Inquietos, sacudidos pelo bulício da cidade antiga, os olhos de Cristina vieram da cidade nova e são dois faróis a avisarem a navegação das próximas tempestades quotidianas. Cristina saiu da estação do Metro da Baixa-Chiado e atravessou a muralha mandada construir por D. Fernando para beber um café e comer um bolo. Vista ao longe, diluída na pressa dos semáforos, Cristina não é apenas uma mulher. É também a imagem de uma cidade. Cidade habitada por afectos, cruzada por ruas de sonhos, por praças projectadas na vontade de ser feliz. Se Lisboa é uma cidade-mulher, luminosa e pronta a ser conquistada todas as manhãs, Cristina é uma mulher-cidade e os seus olhos, ora inquietos ora serenos, são as portas dessa cidade luminosa mas apenas existente nas metáforas e nas imagens. À direita, o Rio Tejo dá nos olhos de Cristina a ilusão de estar colocado nos últimos telhados da Rua do Alecrim. («Alecrim, alecrim aos molhos, por causa de ti choram os meus olhos» – diz a cantiga popular. Adiante.) Os cacilheiros, repletos de pessoas e de viaturas parecem desaguar num cais insólito feito de telhas antigas e de gaivotas ruidosas. Para o fim da tarde, no regresso a casa na cidade nova, os olhos de Cristina estão serenos pelo cansaço e pela presença luminosa de Raquel, sua filha. Se de manhã se juntou a cidade-mulher (Lisboa) à mulher-cidade (Cristina) então de tarde vemos que a mistura feliz é da mulher-menina (Cristina) com a menina-mulher (Raquel). Os olhos de Cristina, motivo do texto, são uma espécie de selo branco que vai certificar o momento feliz de encontro e de plenitude que esta crónica procura representar. Ou seja: dar um testemunho feito de palavras resgatadas à pressa da cidade. 

José do Carmo Francisco


(Fotografia de Luis Eme - Lisboa)


segunda-feira, 16 de dezembro de 2024

Cais do Gás

 

Cais do Gás

Sobe do Mar da Palha um som distante.
Talvez um barco que de longe, espera um rebocador na barra.

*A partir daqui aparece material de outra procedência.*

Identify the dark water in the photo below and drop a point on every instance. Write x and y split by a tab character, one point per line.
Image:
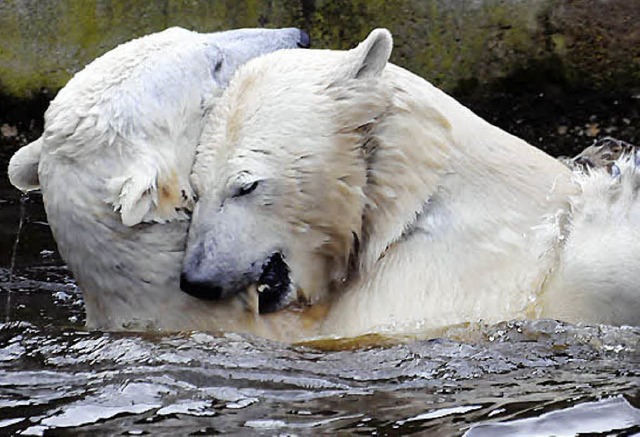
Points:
518	378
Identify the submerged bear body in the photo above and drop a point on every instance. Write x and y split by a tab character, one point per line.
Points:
395	209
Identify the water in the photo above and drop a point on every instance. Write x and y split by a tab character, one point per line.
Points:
514	378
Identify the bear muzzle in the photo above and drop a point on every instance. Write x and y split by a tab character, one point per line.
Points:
272	284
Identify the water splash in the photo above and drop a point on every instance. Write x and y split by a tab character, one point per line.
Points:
14	253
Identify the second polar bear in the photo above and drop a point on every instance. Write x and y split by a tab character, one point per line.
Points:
335	182
114	161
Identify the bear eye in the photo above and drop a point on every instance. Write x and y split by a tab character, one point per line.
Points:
246	189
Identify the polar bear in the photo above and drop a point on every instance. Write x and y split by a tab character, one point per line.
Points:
113	165
345	191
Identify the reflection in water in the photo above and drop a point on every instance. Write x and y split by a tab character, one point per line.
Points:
196	382
506	379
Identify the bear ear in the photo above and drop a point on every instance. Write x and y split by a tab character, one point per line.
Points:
23	167
371	55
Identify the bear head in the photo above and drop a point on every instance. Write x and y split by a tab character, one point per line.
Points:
281	175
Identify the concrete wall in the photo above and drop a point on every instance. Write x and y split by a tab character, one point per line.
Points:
457	44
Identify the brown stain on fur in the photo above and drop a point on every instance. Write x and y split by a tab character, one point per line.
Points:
169	194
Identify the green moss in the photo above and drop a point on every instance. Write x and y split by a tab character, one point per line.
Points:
450	43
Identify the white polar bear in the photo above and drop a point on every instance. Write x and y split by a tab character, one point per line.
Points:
351	196
114	161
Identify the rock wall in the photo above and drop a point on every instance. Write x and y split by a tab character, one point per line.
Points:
457	44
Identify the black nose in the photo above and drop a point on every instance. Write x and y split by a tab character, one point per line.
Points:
199	289
305	40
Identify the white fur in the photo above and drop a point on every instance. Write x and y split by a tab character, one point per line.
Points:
397	208
113	164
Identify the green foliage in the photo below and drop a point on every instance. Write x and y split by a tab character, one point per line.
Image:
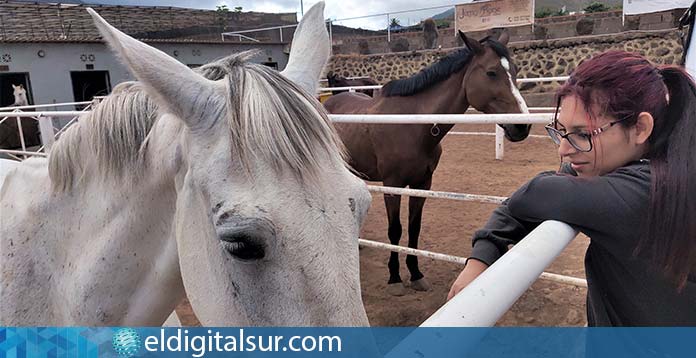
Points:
545	12
561	12
442	23
596	6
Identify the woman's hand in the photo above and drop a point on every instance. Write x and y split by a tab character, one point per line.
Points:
472	270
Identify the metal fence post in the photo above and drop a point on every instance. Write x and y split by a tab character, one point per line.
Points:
47	133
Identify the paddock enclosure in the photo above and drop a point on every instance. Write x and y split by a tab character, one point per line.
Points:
467	166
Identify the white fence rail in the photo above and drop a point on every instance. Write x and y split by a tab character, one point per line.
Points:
519	80
45	120
492	294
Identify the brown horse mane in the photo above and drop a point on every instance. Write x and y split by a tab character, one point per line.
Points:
439	71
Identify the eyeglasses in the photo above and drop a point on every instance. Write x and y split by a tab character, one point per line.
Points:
582	141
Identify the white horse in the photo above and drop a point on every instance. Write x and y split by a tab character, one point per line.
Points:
240	194
20	96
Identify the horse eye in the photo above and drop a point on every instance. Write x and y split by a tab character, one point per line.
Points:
243	247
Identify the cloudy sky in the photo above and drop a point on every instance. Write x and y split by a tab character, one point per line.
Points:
335	9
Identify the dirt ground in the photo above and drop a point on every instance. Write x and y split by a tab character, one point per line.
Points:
467	166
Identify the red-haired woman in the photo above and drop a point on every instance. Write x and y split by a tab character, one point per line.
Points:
626	132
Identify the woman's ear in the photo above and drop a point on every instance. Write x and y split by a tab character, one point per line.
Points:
644	126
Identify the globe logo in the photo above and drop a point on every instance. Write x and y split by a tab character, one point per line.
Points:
126	342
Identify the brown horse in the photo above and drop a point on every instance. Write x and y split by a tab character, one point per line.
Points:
338	81
481	75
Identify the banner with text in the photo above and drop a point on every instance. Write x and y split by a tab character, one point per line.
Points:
633	7
484	15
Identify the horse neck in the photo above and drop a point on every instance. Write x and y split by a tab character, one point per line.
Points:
21	100
445	97
108	223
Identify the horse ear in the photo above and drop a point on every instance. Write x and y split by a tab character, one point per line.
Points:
504	38
176	87
309	51
473	45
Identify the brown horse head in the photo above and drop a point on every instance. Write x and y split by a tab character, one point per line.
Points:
489	82
335	80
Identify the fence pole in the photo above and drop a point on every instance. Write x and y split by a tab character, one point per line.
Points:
47	133
21	134
388	29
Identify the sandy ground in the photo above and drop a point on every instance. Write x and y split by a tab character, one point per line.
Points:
467	166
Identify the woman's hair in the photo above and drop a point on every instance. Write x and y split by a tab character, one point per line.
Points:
622	85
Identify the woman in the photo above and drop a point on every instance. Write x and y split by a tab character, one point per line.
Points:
626	132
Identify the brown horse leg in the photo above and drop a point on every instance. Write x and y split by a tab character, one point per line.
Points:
393	204
415	214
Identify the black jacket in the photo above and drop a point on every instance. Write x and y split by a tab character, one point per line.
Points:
623	290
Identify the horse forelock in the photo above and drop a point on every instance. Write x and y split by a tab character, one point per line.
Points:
273	120
269	118
429	76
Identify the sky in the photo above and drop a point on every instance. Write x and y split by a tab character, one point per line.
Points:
335	9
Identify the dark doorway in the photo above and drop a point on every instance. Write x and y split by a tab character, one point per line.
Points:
6	91
273	65
87	84
9	132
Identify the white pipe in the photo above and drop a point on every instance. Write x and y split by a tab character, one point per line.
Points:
348	78
489	296
492	134
47	132
543	79
507	118
45	105
567	280
21	134
42	114
499	143
519	80
488	199
348	88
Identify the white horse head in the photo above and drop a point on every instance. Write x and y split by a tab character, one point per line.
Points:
20	95
246	174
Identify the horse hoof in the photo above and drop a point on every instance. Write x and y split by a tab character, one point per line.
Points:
396	289
420	285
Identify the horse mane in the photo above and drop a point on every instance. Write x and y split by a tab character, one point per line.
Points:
274	120
114	131
439	71
270	118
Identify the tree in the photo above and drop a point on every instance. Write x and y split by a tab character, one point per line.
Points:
596	6
544	12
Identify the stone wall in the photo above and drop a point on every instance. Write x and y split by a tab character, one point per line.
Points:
533	58
559	27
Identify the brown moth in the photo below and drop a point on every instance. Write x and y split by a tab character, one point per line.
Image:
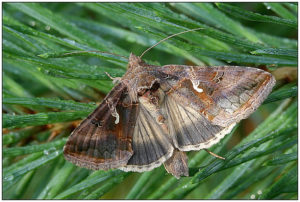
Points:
154	114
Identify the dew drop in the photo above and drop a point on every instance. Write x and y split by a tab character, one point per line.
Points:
32	23
157	19
9	178
47	28
46	152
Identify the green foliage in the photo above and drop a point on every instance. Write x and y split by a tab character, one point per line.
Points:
48	82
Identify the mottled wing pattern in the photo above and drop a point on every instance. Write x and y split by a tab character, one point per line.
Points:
190	130
151	144
103	140
224	95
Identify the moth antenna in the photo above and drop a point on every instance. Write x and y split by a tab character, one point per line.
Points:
215	155
190	30
96	52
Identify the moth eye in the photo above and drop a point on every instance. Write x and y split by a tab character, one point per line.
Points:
96	122
155	87
141	91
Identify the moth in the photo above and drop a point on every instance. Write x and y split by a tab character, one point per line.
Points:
154	114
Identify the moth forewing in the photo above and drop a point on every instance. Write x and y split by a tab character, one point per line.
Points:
156	113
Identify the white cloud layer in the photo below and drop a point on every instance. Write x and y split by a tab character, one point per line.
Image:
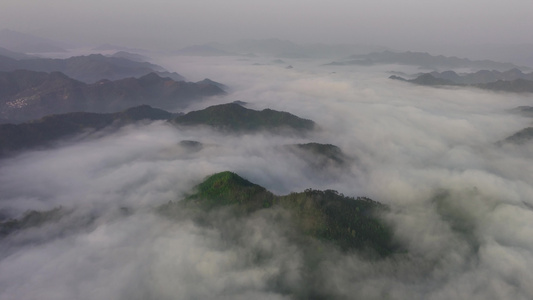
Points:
460	204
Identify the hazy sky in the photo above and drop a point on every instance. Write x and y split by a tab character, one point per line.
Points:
169	24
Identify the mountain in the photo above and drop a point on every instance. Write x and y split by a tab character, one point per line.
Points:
89	69
423	60
14	55
349	223
27	95
288	49
130	56
321	156
483	76
521	137
526	111
16	137
516	86
26	43
233	117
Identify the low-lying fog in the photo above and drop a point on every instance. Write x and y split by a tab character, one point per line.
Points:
428	153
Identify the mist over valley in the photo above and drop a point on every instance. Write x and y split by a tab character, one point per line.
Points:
230	167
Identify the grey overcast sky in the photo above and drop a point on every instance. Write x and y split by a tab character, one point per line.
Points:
173	24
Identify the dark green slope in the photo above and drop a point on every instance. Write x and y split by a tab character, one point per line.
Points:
233	117
350	223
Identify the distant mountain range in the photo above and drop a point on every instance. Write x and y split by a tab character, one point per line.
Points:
14	55
27	43
423	60
288	49
202	50
228	117
510	81
521	137
233	117
89	69
27	95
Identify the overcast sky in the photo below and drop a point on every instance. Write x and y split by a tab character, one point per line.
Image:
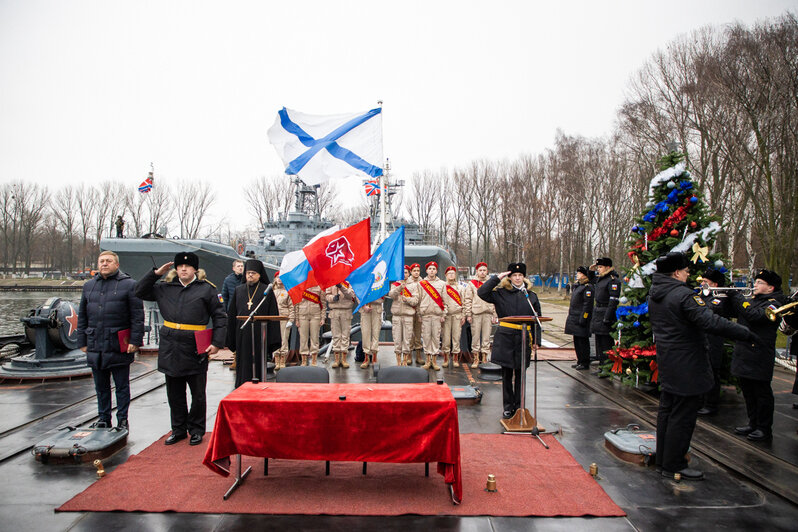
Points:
91	90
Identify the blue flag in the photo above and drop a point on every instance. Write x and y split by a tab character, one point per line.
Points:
372	279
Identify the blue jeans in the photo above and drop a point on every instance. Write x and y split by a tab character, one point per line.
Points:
102	385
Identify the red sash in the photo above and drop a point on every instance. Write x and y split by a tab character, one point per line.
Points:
313	298
405	291
454	294
436	297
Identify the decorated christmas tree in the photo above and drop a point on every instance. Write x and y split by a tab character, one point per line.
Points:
675	219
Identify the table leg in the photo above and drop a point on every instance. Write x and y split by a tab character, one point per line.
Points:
239	477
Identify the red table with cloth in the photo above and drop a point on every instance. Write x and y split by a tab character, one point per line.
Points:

Sobe até aos meus ouvidos o ruído da água na pedra.
Repetição do movimento inicial do degelo
quando todos os rios começaram no leito da ternura.

É este o cais das grandes despedidas sempre adiadas.
Por aqui passou há muitos anos o receio
do aviso da mobilização

Mobilizado estava mas só para as pequenas guerras diárias
do sofrimento interior - resmungou a meia voz.
Ainda hoje não sabe se deve dizer barco ou navio.